Fueling the speculation that Francis did indeed perform an exorcism is his frequent reference to Satan in his homilies — as well as an apparent surge in demand for exorcisms among the faithful despite the irreverent treatment the rite receives from Hollywood.
Who can forget the green vomit and the spinning head of the possessed girl in the 1973 cult classic “The Exorcist”?
In his first homily as pope March 14, Francis warned cardinals in the Sistine Chapel the day after he was elected that “he who doesn’t pray to the Lord prays to the devil.”
He has since mentioned the devil on a handful of occasions, most recently in a May 4 homily when in his morning Mass in the Vatican hotel chapel he spoke of the need for dialogue — except with Satan.
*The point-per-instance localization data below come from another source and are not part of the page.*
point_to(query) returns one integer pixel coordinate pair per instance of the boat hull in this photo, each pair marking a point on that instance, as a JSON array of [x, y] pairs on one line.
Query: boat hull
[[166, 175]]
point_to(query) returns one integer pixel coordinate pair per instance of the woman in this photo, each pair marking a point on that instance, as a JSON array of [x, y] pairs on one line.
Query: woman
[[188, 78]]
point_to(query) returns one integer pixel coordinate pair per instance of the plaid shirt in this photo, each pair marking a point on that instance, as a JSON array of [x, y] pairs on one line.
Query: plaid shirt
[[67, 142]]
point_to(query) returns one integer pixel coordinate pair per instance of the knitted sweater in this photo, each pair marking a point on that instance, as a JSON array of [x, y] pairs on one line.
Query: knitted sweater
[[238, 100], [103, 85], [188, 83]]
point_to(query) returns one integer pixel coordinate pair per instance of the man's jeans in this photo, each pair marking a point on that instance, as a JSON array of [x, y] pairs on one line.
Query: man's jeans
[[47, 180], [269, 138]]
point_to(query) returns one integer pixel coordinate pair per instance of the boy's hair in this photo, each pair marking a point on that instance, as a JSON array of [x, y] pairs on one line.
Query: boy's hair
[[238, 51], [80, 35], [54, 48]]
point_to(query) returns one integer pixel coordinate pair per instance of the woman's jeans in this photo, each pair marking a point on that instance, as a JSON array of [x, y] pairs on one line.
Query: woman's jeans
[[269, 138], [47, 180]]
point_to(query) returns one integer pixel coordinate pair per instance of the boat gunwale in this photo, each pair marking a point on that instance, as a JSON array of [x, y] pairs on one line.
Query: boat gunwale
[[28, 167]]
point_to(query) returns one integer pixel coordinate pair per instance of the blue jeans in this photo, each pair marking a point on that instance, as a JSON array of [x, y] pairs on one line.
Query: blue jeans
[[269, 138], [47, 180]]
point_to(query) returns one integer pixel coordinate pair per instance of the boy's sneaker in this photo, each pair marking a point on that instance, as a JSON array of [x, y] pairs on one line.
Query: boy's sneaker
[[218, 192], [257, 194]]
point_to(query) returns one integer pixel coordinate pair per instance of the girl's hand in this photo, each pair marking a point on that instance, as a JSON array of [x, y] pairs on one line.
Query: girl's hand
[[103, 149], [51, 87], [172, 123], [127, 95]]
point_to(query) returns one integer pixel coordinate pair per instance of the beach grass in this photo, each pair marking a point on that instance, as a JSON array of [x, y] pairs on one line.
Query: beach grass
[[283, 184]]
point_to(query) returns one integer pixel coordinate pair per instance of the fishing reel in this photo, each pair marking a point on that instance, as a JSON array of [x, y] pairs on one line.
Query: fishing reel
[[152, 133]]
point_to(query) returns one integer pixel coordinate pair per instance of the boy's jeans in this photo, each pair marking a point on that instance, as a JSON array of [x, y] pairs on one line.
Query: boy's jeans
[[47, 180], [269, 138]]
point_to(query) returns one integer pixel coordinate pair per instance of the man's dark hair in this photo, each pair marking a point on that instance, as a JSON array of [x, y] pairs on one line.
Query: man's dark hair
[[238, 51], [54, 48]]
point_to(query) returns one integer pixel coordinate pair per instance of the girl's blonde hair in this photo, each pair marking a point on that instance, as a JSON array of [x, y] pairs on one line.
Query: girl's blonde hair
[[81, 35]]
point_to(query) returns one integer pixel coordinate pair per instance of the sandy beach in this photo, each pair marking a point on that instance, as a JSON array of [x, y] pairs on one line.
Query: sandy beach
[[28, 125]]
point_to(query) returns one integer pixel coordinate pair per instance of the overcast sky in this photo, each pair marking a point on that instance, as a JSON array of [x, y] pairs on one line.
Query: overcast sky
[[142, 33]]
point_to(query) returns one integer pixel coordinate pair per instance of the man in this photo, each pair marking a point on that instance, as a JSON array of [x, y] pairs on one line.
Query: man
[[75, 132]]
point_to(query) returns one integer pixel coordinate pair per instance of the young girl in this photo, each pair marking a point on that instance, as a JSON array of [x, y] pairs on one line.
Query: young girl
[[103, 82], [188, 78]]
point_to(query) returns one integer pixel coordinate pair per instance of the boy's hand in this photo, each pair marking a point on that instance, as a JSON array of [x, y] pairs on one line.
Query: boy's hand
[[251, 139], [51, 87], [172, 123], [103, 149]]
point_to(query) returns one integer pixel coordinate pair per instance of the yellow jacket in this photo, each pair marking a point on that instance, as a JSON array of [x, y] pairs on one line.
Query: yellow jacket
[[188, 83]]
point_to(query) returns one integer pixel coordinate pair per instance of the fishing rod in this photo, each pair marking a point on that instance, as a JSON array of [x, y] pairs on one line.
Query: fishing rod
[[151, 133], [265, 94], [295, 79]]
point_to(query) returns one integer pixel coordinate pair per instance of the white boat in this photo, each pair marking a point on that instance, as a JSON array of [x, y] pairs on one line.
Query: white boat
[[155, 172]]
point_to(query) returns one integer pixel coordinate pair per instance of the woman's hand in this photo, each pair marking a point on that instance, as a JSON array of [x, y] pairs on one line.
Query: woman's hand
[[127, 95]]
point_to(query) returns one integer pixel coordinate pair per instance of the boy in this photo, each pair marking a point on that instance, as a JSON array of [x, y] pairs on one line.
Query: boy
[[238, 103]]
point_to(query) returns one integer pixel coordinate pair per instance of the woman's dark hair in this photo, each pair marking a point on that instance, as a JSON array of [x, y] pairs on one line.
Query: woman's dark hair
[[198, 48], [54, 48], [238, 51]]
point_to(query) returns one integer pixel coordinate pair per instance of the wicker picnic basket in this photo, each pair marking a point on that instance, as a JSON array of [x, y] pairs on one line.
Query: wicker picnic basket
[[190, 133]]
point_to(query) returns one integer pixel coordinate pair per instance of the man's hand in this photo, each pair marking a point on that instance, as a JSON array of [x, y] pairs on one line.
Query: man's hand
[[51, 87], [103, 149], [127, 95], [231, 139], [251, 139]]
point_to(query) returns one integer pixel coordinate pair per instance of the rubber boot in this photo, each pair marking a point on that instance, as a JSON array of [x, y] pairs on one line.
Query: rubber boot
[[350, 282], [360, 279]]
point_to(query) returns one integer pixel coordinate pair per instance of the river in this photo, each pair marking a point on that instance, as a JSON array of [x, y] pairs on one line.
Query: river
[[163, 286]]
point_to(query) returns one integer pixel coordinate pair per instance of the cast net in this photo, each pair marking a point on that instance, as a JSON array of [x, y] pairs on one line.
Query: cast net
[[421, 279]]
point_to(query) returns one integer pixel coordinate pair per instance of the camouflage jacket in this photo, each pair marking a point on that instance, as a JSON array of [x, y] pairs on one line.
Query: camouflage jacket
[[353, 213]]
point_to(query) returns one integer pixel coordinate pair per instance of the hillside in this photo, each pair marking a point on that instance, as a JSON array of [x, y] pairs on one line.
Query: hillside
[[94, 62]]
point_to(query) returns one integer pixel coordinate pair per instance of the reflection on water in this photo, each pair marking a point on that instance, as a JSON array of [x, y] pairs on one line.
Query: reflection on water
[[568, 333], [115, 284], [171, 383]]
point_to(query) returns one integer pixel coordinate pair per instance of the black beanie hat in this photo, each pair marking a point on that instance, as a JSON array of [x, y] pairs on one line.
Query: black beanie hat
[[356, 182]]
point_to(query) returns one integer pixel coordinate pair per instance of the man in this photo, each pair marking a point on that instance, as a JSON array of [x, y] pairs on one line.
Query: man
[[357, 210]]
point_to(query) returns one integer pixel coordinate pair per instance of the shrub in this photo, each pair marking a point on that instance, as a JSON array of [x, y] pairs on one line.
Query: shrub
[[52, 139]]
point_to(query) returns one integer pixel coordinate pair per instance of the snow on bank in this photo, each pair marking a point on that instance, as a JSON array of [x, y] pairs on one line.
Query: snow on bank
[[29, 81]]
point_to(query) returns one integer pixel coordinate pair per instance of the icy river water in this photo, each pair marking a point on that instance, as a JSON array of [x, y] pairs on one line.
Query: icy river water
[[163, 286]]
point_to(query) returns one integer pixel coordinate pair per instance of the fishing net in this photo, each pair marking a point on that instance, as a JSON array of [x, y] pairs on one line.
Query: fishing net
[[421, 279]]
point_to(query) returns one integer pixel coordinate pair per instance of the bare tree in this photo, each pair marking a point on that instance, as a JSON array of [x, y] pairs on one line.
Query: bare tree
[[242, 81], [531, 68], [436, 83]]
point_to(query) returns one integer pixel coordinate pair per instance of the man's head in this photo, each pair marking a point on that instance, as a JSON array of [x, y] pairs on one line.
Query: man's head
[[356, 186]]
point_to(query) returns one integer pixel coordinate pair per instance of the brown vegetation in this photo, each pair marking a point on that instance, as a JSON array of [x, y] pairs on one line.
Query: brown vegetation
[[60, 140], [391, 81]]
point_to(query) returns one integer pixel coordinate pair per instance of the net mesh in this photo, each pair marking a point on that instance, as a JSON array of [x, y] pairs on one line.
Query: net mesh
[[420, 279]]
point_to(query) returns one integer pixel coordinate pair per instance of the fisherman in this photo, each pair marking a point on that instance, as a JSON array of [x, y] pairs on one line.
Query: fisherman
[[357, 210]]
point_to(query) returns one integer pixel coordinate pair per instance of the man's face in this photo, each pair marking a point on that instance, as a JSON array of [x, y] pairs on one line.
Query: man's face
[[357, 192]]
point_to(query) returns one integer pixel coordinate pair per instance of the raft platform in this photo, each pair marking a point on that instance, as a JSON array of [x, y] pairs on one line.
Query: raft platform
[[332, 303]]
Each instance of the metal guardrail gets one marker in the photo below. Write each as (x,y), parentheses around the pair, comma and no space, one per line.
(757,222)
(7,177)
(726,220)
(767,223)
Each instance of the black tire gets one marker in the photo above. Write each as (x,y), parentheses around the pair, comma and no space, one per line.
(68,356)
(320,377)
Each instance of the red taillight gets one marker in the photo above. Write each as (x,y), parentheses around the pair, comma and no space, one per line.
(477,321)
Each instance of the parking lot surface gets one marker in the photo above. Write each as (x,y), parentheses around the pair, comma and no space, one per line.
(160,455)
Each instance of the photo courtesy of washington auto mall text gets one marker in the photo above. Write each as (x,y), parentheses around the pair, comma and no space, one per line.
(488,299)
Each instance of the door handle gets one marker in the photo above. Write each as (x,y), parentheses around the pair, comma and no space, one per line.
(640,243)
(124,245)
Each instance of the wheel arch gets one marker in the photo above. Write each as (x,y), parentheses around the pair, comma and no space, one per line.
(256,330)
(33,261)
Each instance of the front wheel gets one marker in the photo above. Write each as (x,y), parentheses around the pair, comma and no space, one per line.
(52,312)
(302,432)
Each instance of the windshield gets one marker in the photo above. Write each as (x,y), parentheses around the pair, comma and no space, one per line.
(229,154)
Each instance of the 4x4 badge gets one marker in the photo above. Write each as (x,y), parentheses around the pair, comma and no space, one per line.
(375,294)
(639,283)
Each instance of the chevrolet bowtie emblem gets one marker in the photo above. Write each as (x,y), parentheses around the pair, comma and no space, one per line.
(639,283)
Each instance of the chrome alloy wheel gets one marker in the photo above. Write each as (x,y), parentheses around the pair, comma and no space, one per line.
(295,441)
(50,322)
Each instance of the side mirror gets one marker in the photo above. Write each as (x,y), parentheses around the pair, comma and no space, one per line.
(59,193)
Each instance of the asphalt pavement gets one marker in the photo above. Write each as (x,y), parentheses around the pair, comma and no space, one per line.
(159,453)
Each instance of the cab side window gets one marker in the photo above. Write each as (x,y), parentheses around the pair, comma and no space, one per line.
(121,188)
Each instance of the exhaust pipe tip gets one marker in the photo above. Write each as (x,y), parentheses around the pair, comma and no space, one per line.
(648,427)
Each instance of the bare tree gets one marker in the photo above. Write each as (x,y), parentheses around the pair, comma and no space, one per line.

“With the prince of this world you can’t have dialogue: Let this be clear!” he warned.
Experts said Francis’ frequent invocation of the devil is a reflection both of his Jesuit spirituality and his Latin American roots, as well as a reflection of a Catholic Church weakened by secularization.
“The devil’s influence and presence in the world seems to fluctuate in quantity inversely proportionate to the presence of Christian faith,” said the Rev. Robert Gahl, a moral theologian at Rome’s Pontifical Holy Cross University. “So, one would expect an upswing in his malicious activity in the wake of de-Christianization and secularization” in the world and a surge in things like drug use, pornography and superstition.
In recent years, Rome’s pontifical universities have hosted several courses for would-be exorcists on the rite, updated in 1998 and contained in a little red leather-bound booklet. The rite is relatively brief, consisting of blessings with holy water, prayers and an interrogation of the devil in which the exorcist demands to know the devil’s name, how many are present and when they will leave the victim.
Only a priest authorized by a bishop can perform an exorcism, and canon law specifies that the exorcist must be “endowed with piety, knowledge, prudence and integrity of life.”
While belief in the devil is consistent with church teaching, the Holy See does urge prudence, particularly to ensure the victim isn’t merely psychologically ill.
The Rev. Giulio Maspero, a Rome-based theologian who has witnessed or participated in more than a dozen exorcisms, says he’s fairly certain Francis’ prayer was either a full-fledged exorcism or a more simple prayer to “liberate” the young man from demonic possession.
He noted the pope’s hands on the man’s head was the “typical position” for an exorcist to use. “When you witness something like that — for me it was shocking — I could feel the power of prayer,” he said of his own experiences.
Late Tuesday, the director of TV2000 of the Italian bishops’ conference went on the air to apologize. “I don’t want to attribute to him a gesture that he didn’t intend to perform,” said the director, Dino Boffo.
That said, Francis’ actions and attitude toward the devil are not new: As archbishop of Buenos Aires, the former Cardinal Jorge Mario Bergoglio frequently spoke about the devil in our midst.
In the book “Heaven and Earth,” Bergoglio devoted a chapter to “The Devil” and said he believes that Satan’s fruits are “destruction, division, hatred and calumny. ... Perhaps its greatest success in these times has been to make us think that it doesn’t exist, that everything can be traced to a purely human plan,” he wrote.